If you haven’t heard of Mexican punk band Le Butcherettes, then you are SEVERELY missing out! Fronted by the fearless and enigmatic Teri Gender Bender, these mavericks have been turning heads since 2007. In a few weeks, they will once again be hitting the road with Social Distortion and Flogging Molly in support of their North American Tour and their latest album bi/MENTAL. Here at Bucketlist, we were fortunate enough to speak with Teri Gender Bender about the album, the tour, and what it takes to be the ultimate performer.
Let’s talk about your upcoming tour in September. It sounds both exhausting and a shit ton of fun! Are looking forward to such an intense schedule?
Of course. It was always a dream of mine to be able to do what I am doing now. I see it as, “Oh blessed we are, we have work for the rest of the year!” So, it’s great to be able to have a vague idea of what your life looks like for the upcoming routing and living.
You’re touring with punk legends Social Distortion, were they an influence or a band you listened to as your music developed?
Why yes! Great band and great people. Such class acts, and very sweet and humble.
You were also super busy last spring and one of your performances was at the Mad Cool Festival in Spain. What was that experience like?
It was chaotic but it worked out perfectly. It was such a great experience because the stage we played was very full and the festival-goers showed a lot of support so, I feel that it was a very giving and emotional show. A feeling of all the hard work paying off. It’s always a pendulum though that goes back and forth. This was definitely a high though.
Considering how many live shows you play, is there one throughout the years that stands out to you as your most memorable?
The name “Le Butcherettes” is wonderfully gory. Was that the intentional considering your stage show? Where did the name come from?
It came from my notebooks that I would fill up with avant-garde poetry and compiled ideas of band names. Le Butcherettes was a band name that I forced together… while writing the name down on my notebook I took some scissors out and cut out the s in “Les”. It was a mutilated name suddenly, incomplete, just as I had felt for so long. Butchered and treated like a piece of meat.
Your stage show has reached legendary status for its awe-inspiring theatrics. What do you think it is that makes you so fearless as a performer?
Wow!!! Thank you. In my mind, I wish I could be as good as a clown. They are the ultimate performers. You have to completely mutilate your ego and be open to making a mockery of your former, present and future self. Thank you for thinking of me as a fearless performer. I strive for reaching a climax each time we play music, fear melts away because automatically you are surrounded by vibration even if it’s just the tumbling and rumbling of a feeding back cable.
Your latest album bi/Mental was released earlier this year. How was the writing and recording process different from your previous releases?

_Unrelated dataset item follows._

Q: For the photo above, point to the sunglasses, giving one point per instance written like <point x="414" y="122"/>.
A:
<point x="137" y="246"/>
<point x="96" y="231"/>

The writing for me has been the same until as of late. I write a song and record myself, demo myself all right up until before I know it I have lots of demos and sometimes there are so many I need help in organizing with producers to help what to do with the different sounding textured ones to the more straight-up pop ones. What was different about this process, in particular, was that the band had to learn the songs once they were in the studio, so in the rehearsals during the mornings before recording, Jerry would help us polish the instrumental parts, even though the arrangements and my song were still intact. It was very reassuring and felt very protected having worked with the band and Jerry Harrison on this one. It’s very special to me. A record that I think stands for empowerment all the way in spite of the darkness. Sometimes you need both the darkness and different hues of white and grey.
What was it like recording with Jello Biafra?
More than a recording it was a filming of various scenes for a short film me and Omar Rodriguez Lopez were working on.
This might just be my impression as a listener, but there is such a wonderful amount of raw emotion in your work that seems so honest. How much of it is autobiographical and how much of it is your creativity and imagination?
Thank you. It is a mirrored reflection of what I perceive some moments in my little life and of thoughtless experiences that has only hardened my shell it is up to the light that is life to help us through the hard times.
The tiles on this album have a distinct format (Example: sand/MAN or struggle/STRUGGLE), except the final track “/Breath”. What is the significance of this?
How disconnection between words and feelings have occurred through the mother and daughter’s relationship.
Here at Bucketlist Music Reviews, we have a very important tradition. We like to end all our interviews with this question: what is left on your Bucketlist?
To truly kill my animal personality. DO away with it to be able to be closer to GOD.